Magical Thinking allows a person to believe that his foundational texts appeared out of nowhere — the product of divine intervention. These tenets he lives by — they’re not his idea, their a deity’s. Therefore they must be the Truth. Yeah, but — the guy next to you has a whole other mythology in his head — with conflicting details — all based on the very same texts. Either one of these two has it wrong or their deities are terrible communicators.
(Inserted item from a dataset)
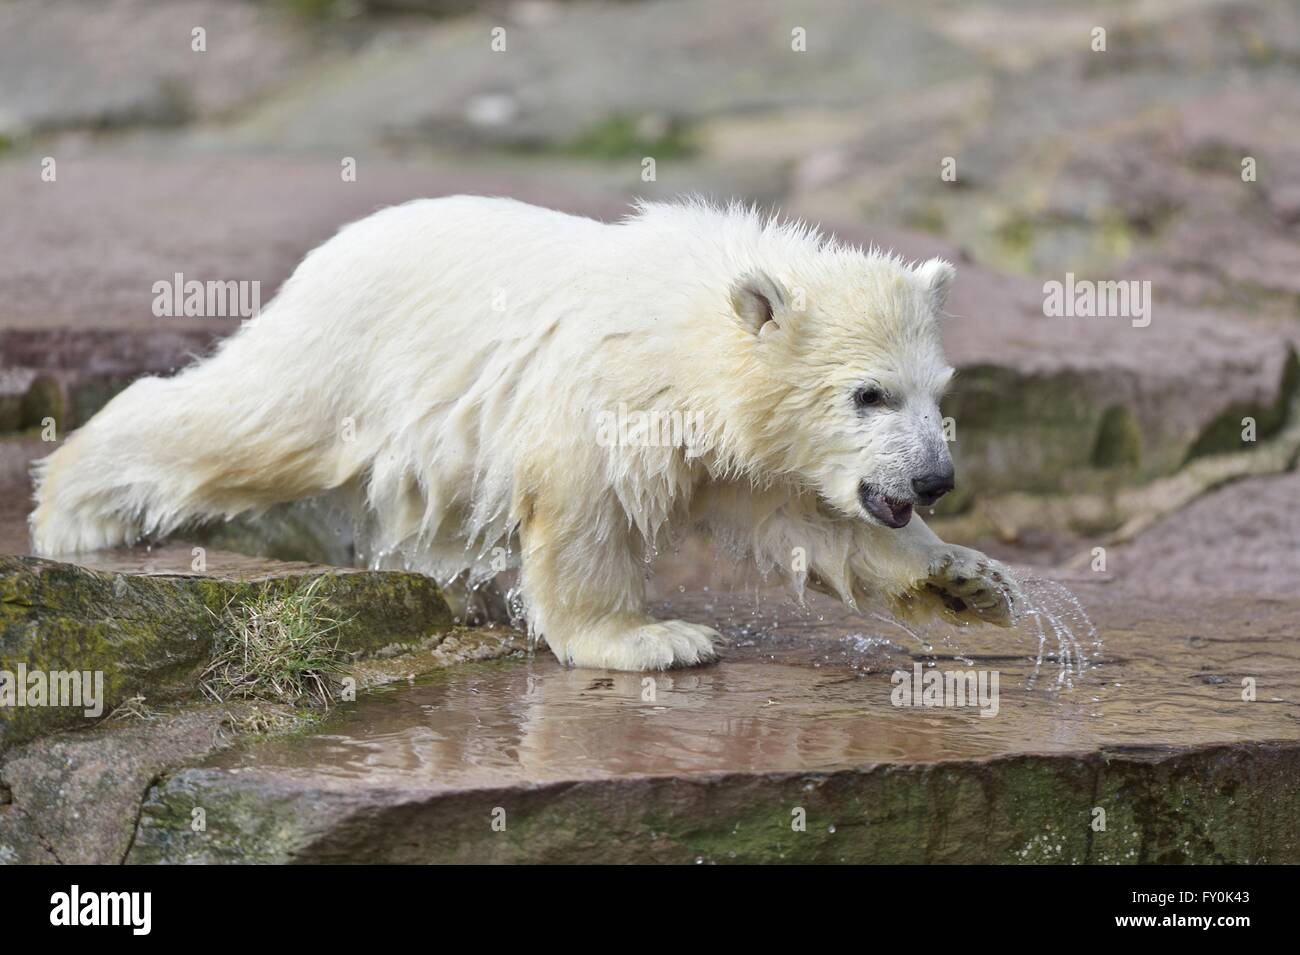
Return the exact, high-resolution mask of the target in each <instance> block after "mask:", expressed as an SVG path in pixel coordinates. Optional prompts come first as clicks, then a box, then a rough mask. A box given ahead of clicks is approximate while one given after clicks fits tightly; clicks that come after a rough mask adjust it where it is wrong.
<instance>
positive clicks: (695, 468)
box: [31, 196, 953, 669]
Think about that: Magical Thinking can imagine a deity capable of creating the vastness of EVERYTHING — but can’t put the basics of how & why into a form two people can agree upon. That’s a deity so flawed, illogical and goofy that only a homo sapien could dream it up. And then believe that IT created HIM.
Here’s my problem in something larger than a nutshell… If you tell me going in that you’re a person of faith — and you believe in Magical Thinking and its Magical explanations for how and why we’re all here & how and why we need to live together as peacefully as we can — then I’m going to look at you with a shitload of doubt. I know for a fact because you’ve told me — given a good enough story, you can be made to believe anything.
If you believe in Magical Thinking, your judgment sucks. I’m simply going along with what you’re telling me.